Cardinality in the context of MongoDB, refers to the ability of the system to partition data into chunks. For example, consider a collection of data such as an “address book” that stores address records:

  • Consider the use of a state field as a shard key:

    The state key’s value holds the US state for a given address document. This field has a low cardinality as all documents that have the same value in the state field must reside on the same shard, even if a particular state’s chunk exceeds the maximum chunk size.

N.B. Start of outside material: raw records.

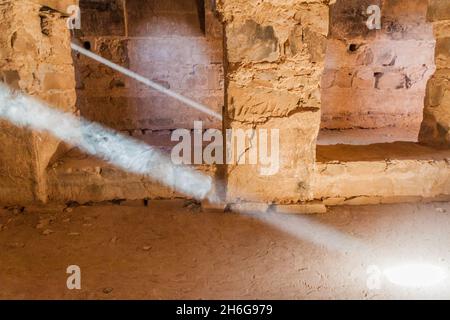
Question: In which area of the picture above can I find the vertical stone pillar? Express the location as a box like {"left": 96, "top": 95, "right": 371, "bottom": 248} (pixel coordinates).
{"left": 0, "top": 0, "right": 76, "bottom": 204}
{"left": 419, "top": 0, "right": 450, "bottom": 147}
{"left": 217, "top": 0, "right": 330, "bottom": 203}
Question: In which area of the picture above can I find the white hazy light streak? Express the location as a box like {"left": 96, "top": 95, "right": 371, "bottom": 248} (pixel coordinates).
{"left": 0, "top": 85, "right": 213, "bottom": 201}
{"left": 0, "top": 84, "right": 363, "bottom": 253}
{"left": 247, "top": 211, "right": 367, "bottom": 252}
{"left": 71, "top": 43, "right": 223, "bottom": 121}
{"left": 69, "top": 43, "right": 365, "bottom": 252}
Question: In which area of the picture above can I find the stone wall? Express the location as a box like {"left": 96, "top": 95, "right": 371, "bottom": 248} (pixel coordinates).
{"left": 0, "top": 0, "right": 76, "bottom": 205}
{"left": 322, "top": 0, "right": 435, "bottom": 130}
{"left": 33, "top": 0, "right": 78, "bottom": 12}
{"left": 218, "top": 0, "right": 330, "bottom": 203}
{"left": 74, "top": 0, "right": 224, "bottom": 144}
{"left": 419, "top": 0, "right": 450, "bottom": 148}
{"left": 0, "top": 0, "right": 449, "bottom": 207}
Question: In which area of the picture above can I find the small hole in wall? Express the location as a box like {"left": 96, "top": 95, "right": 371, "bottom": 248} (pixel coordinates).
{"left": 374, "top": 72, "right": 384, "bottom": 78}
{"left": 374, "top": 72, "right": 384, "bottom": 89}
{"left": 83, "top": 41, "right": 91, "bottom": 51}
{"left": 348, "top": 44, "right": 358, "bottom": 52}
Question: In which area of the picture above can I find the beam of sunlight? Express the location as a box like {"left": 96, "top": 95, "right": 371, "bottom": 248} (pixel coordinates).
{"left": 0, "top": 84, "right": 363, "bottom": 253}
{"left": 244, "top": 211, "right": 366, "bottom": 253}
{"left": 71, "top": 43, "right": 223, "bottom": 121}
{"left": 0, "top": 84, "right": 214, "bottom": 201}
{"left": 70, "top": 41, "right": 364, "bottom": 253}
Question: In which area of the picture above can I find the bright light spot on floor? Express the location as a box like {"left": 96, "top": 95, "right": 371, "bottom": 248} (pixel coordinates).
{"left": 384, "top": 264, "right": 447, "bottom": 288}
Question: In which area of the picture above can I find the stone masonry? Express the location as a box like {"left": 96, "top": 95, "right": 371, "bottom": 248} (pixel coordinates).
{"left": 0, "top": 0, "right": 450, "bottom": 207}
{"left": 323, "top": 0, "right": 435, "bottom": 131}
{"left": 0, "top": 0, "right": 76, "bottom": 205}
{"left": 217, "top": 0, "right": 330, "bottom": 203}
{"left": 73, "top": 0, "right": 224, "bottom": 143}
{"left": 419, "top": 0, "right": 450, "bottom": 147}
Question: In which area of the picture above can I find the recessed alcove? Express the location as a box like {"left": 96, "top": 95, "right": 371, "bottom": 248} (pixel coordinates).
{"left": 318, "top": 0, "right": 435, "bottom": 147}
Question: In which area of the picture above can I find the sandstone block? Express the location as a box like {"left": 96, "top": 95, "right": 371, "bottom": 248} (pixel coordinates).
{"left": 43, "top": 72, "right": 75, "bottom": 91}
{"left": 427, "top": 0, "right": 450, "bottom": 22}
{"left": 226, "top": 19, "right": 279, "bottom": 63}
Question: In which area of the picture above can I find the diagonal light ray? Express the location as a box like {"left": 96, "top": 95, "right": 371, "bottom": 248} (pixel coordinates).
{"left": 0, "top": 84, "right": 214, "bottom": 201}
{"left": 0, "top": 84, "right": 365, "bottom": 253}
{"left": 71, "top": 43, "right": 223, "bottom": 121}
{"left": 247, "top": 211, "right": 367, "bottom": 253}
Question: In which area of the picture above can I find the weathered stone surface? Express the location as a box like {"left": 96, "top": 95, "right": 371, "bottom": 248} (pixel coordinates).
{"left": 78, "top": 0, "right": 125, "bottom": 37}
{"left": 227, "top": 19, "right": 279, "bottom": 63}
{"left": 315, "top": 156, "right": 450, "bottom": 200}
{"left": 229, "top": 202, "right": 269, "bottom": 214}
{"left": 0, "top": 1, "right": 76, "bottom": 205}
{"left": 435, "top": 36, "right": 450, "bottom": 69}
{"left": 127, "top": 0, "right": 204, "bottom": 37}
{"left": 74, "top": 0, "right": 224, "bottom": 132}
{"left": 32, "top": 0, "right": 78, "bottom": 13}
{"left": 226, "top": 111, "right": 321, "bottom": 203}
{"left": 201, "top": 200, "right": 227, "bottom": 213}
{"left": 322, "top": 0, "right": 435, "bottom": 130}
{"left": 419, "top": 3, "right": 450, "bottom": 147}
{"left": 2, "top": 0, "right": 450, "bottom": 208}
{"left": 46, "top": 150, "right": 217, "bottom": 204}
{"left": 427, "top": 0, "right": 450, "bottom": 22}
{"left": 227, "top": 82, "right": 305, "bottom": 123}
{"left": 329, "top": 0, "right": 381, "bottom": 40}
{"left": 219, "top": 0, "right": 329, "bottom": 203}
{"left": 314, "top": 142, "right": 450, "bottom": 200}
{"left": 274, "top": 203, "right": 327, "bottom": 214}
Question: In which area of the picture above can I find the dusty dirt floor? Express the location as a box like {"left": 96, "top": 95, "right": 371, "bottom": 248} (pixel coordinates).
{"left": 1, "top": 200, "right": 450, "bottom": 300}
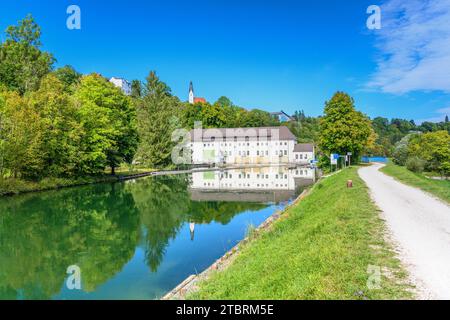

    Since there are a limited number of possible values for the state field, MongoDB may distribute data unevenly among a small number of fixed chunks. This may have a number of effects:

    • If MongoDB cannot split a chunk because all of its documents have the same shard key, migrations involving these un-splittable chunks will take longer than other migrations, and it will be more difficult for your data to stay balanced.
    • If you have a fixed maximum number of chunks, you will never be able to use more than that number of shards for this collection.
  • Consider the use of a zipcode field as a shard key:

    While this field has a large number of possible values, and thus has potentially higher cardinality, it’s possible that a large number of users could have the same value for the shard key, which would make this chunk of users un-splittable.

    In these cases, cardinality depends on the data. If your address book stores records for a geographically distributed contact list (e.g. “Dry cleaning businesses in America,”) then a value like zipcode would be sufficient. However, if your address book is more geographically concentrated (e.g “ice cream stores in Boston Massachusetts,”) then you may have a much lower cardinality.

  • Consider the use of a phone-number field as a shard key:

    Phone number has a high cardinality, because users will generally have a unique value for this field, MongoDB will be able to split as many chunks as needed.

While “high cardinality,” is necessary for ensuring an even distribution of data, having a high cardinality does not guarantee sufficient query isolation or appropriate write scaling.

Shard Key Selection Strategy

When selecting a shard key, it is difficult to balance the qualities of an ideal shard key, which sometimes dictate opposing strategies. For instance, it’s difficult to produce a key that has both a high degree randomness for even data distribution and a shard key that allows your application to target specific shards. For some workloads, it’s more important to have an even data distribution, and for others targeted queries are essential.

Therefore, the selection of a shard key is about balancing both your data and the performance characteristics caused by different possible data distributions and system workloads.